‘War comes very early to the theatre,” said the Soviet writer Ilya Ehrenburg. “Then he stands around waiting in the wings.” This time too. For a few years, there has been something, somebody, moving in the shadow of the stage curtain. Only a few people felt they recognised it.
But language noticed. Even 10 years ago, big-power war in Europe was “unthinkable these days. Do try and keep up!” Then, somehow, it became “well, in theory, but just utterly unlikely”. So, thinkable again. Hard to say when that mental border was crossed; perhaps after the Yugoslav wars, perhaps in 2014 when Vladimir Putin annexed Crimea and sponsored proxy war in the Donbas region. And now they ask: “What sort of European war is this going to be? And how nuclear? And where will the next one start?”
History doesn’t repeat itself. It just tries to remember an old song it heard once. It may be that Putin’s 24 February 2022 will turn out to be like Hitler’s 22 June 1941 – the day he invaded Russia, doomed himself and Germany to destruction and made inevitable a divided Europe whose Cold War and barbed wire would last for half a century. But Putin isn’t Hitler. He will die a disappointed old nuisance in exile somewhere, rather than by Heldentod suicide in his bunker. Both men qualify as psychopathic dictators, swaddled from reality in fantasies of geopolitical revenge. But Putin’s grip on the Russian imagination is weaker than Hitler’s on the Germans. And his use of police terror against his own people, though horrifying, is distinctly less effective.

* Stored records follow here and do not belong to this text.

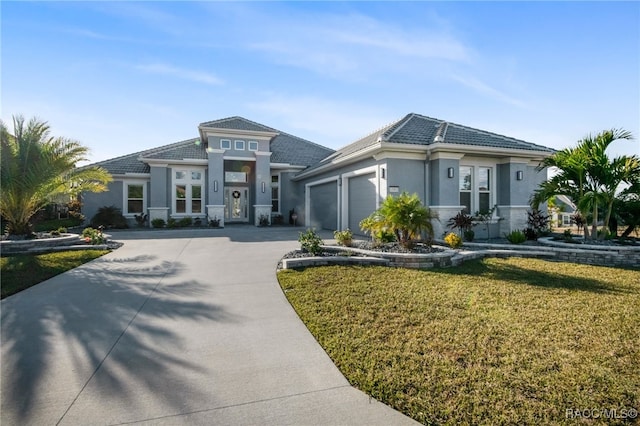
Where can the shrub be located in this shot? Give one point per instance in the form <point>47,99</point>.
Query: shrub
<point>93,236</point>
<point>462,222</point>
<point>531,234</point>
<point>158,223</point>
<point>185,221</point>
<point>453,240</point>
<point>538,222</point>
<point>344,238</point>
<point>516,237</point>
<point>263,220</point>
<point>469,235</point>
<point>310,241</point>
<point>141,219</point>
<point>109,217</point>
<point>403,215</point>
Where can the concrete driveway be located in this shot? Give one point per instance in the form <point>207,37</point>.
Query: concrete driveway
<point>175,327</point>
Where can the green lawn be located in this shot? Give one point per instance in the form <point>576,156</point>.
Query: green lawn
<point>23,271</point>
<point>497,341</point>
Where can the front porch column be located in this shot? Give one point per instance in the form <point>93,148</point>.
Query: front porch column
<point>262,206</point>
<point>158,188</point>
<point>440,228</point>
<point>215,186</point>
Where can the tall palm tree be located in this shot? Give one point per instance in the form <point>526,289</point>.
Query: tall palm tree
<point>590,177</point>
<point>36,168</point>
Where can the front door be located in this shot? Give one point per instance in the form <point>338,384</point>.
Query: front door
<point>236,204</point>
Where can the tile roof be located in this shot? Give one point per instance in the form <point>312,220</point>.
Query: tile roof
<point>421,130</point>
<point>286,149</point>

All the same, that wise historian Margaret MacMillan sees one desperately important parallel. Both men have meant what they said. And in both cases they were not taken seriously until it was too late. Hitler raved on in public about getting rid of the Jews and conquering Lebensraum in eastern Europe. But the “other Hitler”, in private, could sometimes talk quite charmingly and constructively about possible agreements. Obviously, foreign visitors concluded, the public stuff was just for show while the “serious” Hitler was revealing his real mind. Diametrically wrong! The crazy speeches gave his true intentions; the sober reflections over coffee were all lies. With Putin, the west wrote off his increasingly wild talk about breaking Nato’s encirclement and restoring Russia’s dominion over post-Soviet space. He couldn’t be serious. Under the bluster, wasn’t there still that shrewd, cautious Putin with whom one could do business? But Ukraine proves the opposite. The imperial dream is what he means. The meetings with western leaders across that long table, hinting at terms for a bargain, were all fake.
At the moment of writing, Putin’s plan seems to have two stages. First, military victory, achieved mainly by isolating resistance in a few cities and then shelling them to blackened husks, as the Russians did to Grozny in Chechnya. Armed resistance might continue, especially in the hills and forests of western Ukraine. But Putin may recall how Stalin fought Ukrainian nationalist guerrillas for years after the Second World War, without letting those murderous repressions distract the Soviet Union as a whole. Next, regime change. That’s unlikely to mean some temporary junta to supervise complete abolition of Ukrainian independence and annexation by Russia. More probably, it means the installation of a puppet government in Kyiv, to run a cut-down, smaller Ukrainian protectorate pledged to support Russian foreign and defence policies.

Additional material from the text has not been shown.